Would a Rose not Smell as Sweet

Brian Krebs examines the name-changing merry-go-round that ransomware cyber criminals use to avoid law enforcement (and now increasing diplomatic) attention. Ideally, ransomware crews would like to develop enduring reputations for "trustworthiness" and "reliability" -- so that victims are sure that payment will result in decrypted files -- so this name-hopping is somewhat counterproductive and there is a cost in developing a new reputation.

In Krebs' admittedly small selection of criminal gangs, groups appear to be changing names more frequently. In the absence of firm data on ransomware payments it is possible to interpret this as some sort of success -- at least gangs are having to invest in new reputations?

Public and Private, Hand in Hand, Skipping Through the Meadows

At Blackhat CISA Director Jen Easterly announced the Joint Cyber Defence Collaborative, a public-private sector collaboration to promote national resilience by unifying cyber defense plans and operations. It's a good idea, but the music sucked.

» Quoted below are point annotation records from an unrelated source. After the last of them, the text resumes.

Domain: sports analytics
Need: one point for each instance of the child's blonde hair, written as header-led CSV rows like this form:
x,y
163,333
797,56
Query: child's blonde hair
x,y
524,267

A Decent Blockchain Pay Day

PolyNetwork, a blockchain interoperability network, was hacked and cryptocurrency stolen -- at time of writing around USD$400m worth was in the attacker's presumably sweaty virtual paws. PolyNetwork sent an open letter to the hacker, saying "The amount of money you hacked is the biggest one in the defi history," and urged them to return the stolen assets (DeFi is decentralised finance).

This seems to have at least partially worked. About half the money has been returned. Some parts of the cryptocurrency community are coordinating to make it difficult for the hacker to actually launder the stolen funds, but at this point it is unclear if all the money will be returned.

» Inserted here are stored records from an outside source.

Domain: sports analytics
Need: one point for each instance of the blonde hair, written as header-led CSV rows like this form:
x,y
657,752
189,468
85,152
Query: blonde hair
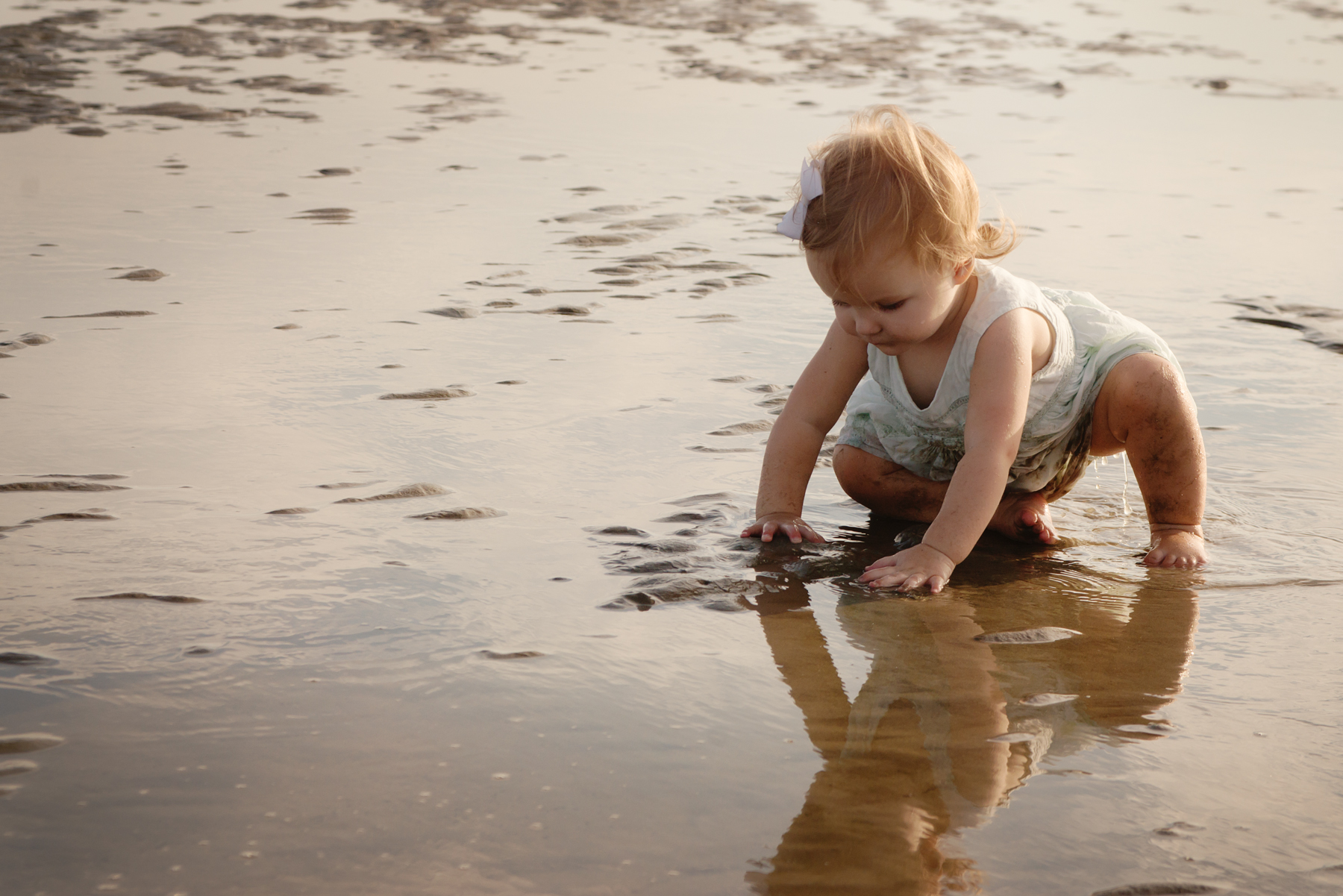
x,y
888,178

Apple's Corellium Lawsuit Dead Before Arrival

In a win for security research, Apple has dropped its lawsuit against Corellium, the maker of iOS virtualisation software for security research. A judge already tossed out the bulk of Apple's case last year -- the remaining item slated for litigation involved Apple's claims of copyright protection bypasses under the DMCA. To our non-expert eyes that case looked weak, and it seems we were right. Apple withdrew its claim before it could get to court.

Well. That's Embarrassing.

The Cybersecurity Atlas, a European Commission compendium of organisations with cyber security expertise, has been hacked and its member database released. This information was already publicly available, but together with access to the Commission's portal the breach could have allowed legit looking phishing attacks.

Ni Hao, Fellow Iranians

A Chinese espionage group tried to disguise itself as Iranian hackers -- by using "/Iran" in file paths, Farsi error messages, and Iranian-associated webshells -- while attacking Israeli organisations including government bodies and technology and telecommunications companies. This newsletter previously reported Chinese groups using compromised home routers to obfuscate their origins. This appears to be a different group, so this may indicate a high-level directive to improve opsec.

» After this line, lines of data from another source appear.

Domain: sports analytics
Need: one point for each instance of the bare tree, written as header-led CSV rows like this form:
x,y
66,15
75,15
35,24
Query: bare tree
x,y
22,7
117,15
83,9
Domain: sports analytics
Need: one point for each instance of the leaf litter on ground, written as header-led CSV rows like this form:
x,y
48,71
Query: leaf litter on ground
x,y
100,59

A Thousand e-Monkeys at a Thousand e-Typewriters

Interesting government research! Researchers from Singapore's Government Technology Agency found that OpenAI GPT-3's platform wrote better phishing emails than they did. It is possible that bureaucrats just aren't very good at writing engaging emails, and certainly AI will be able to write a lot more without all the tea breaks government employees take.

Like Cloudflare, but for Crime!

Researchers describe a new type of criminal service: a Traffic Distribution System or TDS that they call Prometheus. A TDS is a malware delivery service that intelligently manages malware deployment. TDS customers provide compromised web hosts and malicious files: the TDS deploys the malware to the compromised hosts and manages how visitors interact with the malware. Phishing emails steer victims to links into the TDS system, and Prometheus manages redirection so that only vulnerable visitors are given the payload before all visitors are redirected to a legitimate url. This makes malware deployment easier and also provides some protection against detection from bots.

Conti Ransomware Leak a Snooze-fest

The Conti ransomware crew's technical manuals and guides have been leaked by a disgruntled associate. The techniques described are pretty well-known. Conti received USD$20m in cryptocurrency in 2020.